Yes. I remember when I first realized my bullshit meter was really good. I had a heroin addict I’d worked with a few times, this kid I really liked. So I was already in trouble because I liked him. And he was in front of me, going through his fourth time in treatment. He’d had a kind of near-death experience and he was sobbing, saying, “Oh my God, I’m going to die. This disease has me. I’ve got to do it [get sober]this time. I’m clear I’m going to die.” And I felt his pain. And then suddenly something came out of my mouth—I don’t know where it came from, I just trusted it. And I said, “You’re so full of shit, I can’t even fucking believe it.” And he looked at me, surprised, and I was as stunned as he was, thinking, “What did I just say? And oh God, now he’s going to jump into righteous indignation and where did that even come from?” And he looked at me and said, “I know! How’d you know?” And he instantly stopped crying. Then he said, “I can’t even tell when I’m bullshitting anymore.” The fact that I could make him feel understood, safe and contained in that moment meant everything. He and I started working together after that and he actually, finally, started going toward sobriety. My sense was that this moment actually got this kid on the road—that being held for who he actually was in that moment and what he was actually going through changed things for him.
A common criticism about the medical community and addiction is that there isn’t enough emphasis on it in medical school.
Well that’s true, too.
But you’re saying that even if it were emphasized in medical school, that still wouldn’t be enough.
Which is why, over the years, people have begun to understand that you’ve got to have recovering people around—you’ve got to have them there to kind of re-direct the normies and the process. Because normies just don’t think the way addicts think.
Is it therefore considered an advantage when an addiction doctor is also in recovery?

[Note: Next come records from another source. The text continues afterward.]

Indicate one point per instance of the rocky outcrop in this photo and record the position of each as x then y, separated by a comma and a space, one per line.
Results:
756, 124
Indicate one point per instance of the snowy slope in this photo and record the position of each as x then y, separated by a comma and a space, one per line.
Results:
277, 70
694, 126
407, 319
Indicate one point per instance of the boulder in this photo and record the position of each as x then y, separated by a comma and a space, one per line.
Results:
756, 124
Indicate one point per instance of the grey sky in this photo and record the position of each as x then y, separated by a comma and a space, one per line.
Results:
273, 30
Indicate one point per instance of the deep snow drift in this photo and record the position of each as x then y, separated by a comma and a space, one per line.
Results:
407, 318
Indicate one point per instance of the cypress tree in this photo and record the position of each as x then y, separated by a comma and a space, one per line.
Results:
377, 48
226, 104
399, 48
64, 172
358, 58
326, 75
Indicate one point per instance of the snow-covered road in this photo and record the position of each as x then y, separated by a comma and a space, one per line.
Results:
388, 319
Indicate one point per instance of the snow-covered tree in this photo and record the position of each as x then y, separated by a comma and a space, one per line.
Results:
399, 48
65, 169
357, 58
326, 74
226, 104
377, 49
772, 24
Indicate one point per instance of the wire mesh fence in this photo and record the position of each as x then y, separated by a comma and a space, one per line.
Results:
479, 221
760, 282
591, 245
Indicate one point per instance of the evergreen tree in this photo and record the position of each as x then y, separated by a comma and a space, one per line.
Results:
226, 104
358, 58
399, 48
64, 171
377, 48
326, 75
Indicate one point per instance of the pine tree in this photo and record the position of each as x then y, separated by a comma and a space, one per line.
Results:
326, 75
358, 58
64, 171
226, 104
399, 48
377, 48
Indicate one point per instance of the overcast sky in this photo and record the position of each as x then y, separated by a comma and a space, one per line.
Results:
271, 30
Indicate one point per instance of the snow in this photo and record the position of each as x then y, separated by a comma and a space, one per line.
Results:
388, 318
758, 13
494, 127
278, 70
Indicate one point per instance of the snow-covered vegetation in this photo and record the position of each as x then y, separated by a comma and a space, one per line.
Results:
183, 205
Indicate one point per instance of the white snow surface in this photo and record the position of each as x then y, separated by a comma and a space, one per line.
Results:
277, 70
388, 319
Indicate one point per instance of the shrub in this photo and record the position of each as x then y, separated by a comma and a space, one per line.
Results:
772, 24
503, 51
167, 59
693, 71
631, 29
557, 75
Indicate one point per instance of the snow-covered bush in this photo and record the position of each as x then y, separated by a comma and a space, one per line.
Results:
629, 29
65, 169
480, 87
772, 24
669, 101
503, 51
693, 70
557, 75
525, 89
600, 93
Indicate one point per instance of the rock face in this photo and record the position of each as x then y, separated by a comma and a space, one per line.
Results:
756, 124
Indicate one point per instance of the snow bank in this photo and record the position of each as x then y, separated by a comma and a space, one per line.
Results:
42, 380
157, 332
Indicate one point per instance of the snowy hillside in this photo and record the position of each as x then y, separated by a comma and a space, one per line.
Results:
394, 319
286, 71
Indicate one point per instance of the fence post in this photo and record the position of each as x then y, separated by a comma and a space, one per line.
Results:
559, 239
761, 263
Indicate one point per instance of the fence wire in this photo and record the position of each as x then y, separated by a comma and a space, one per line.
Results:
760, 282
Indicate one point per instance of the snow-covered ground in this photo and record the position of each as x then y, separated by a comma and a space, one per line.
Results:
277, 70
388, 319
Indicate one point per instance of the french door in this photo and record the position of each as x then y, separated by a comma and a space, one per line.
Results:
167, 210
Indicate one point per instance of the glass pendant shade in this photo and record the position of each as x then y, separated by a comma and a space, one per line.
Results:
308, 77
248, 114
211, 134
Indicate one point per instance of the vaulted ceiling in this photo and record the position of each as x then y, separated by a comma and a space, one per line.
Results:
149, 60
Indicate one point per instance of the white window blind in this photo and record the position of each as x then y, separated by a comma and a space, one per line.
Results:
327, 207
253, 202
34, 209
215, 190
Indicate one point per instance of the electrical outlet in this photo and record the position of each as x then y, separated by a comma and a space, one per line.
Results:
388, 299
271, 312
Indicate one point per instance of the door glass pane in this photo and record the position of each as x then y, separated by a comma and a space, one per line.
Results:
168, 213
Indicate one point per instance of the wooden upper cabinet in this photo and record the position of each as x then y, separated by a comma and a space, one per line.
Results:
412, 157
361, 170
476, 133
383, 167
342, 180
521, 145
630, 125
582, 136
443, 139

Well, there used to be only that. Back in the day, I was the first non-recovering doctor working in recovery. People would say, “You can’t do that! We need recovering guys in this.” But usually recovering doctors have a lot of baggage and so there’s a certain amount of liability with a recovering doctor. But of course it can be ideal. I worked for a recovering doctor early on and he had a medical problem at one point and he left for six weeks so it was just me tending to the patients. And he was so pissed when he got back because he thought I was gratifying them with too much medication and wasn’t calling them out on their bullshit enough. This was 10 or 12 years into my working with addicts. I thought I was doing a good job. But addicts just have a different way of thinking and you’ve got to have that. I can barely approximate it.
So when do you get to the point where you trust an addict? When they’re five years clean?
Well, I don’t work with them that far out. If they’re calling me, there’s an issue. My expertise is in getting addicts enrolled in this process, which is of course when they’re at their most distorted and most troubled. Later on, I trust them 100%. I trust my recovering peers completely. I’ll occasionally look sideways at them because they’re addicts but it would break my heart and surprise me to find out that any of these people were lying. Still, addiction is cunning and baffling and you never know.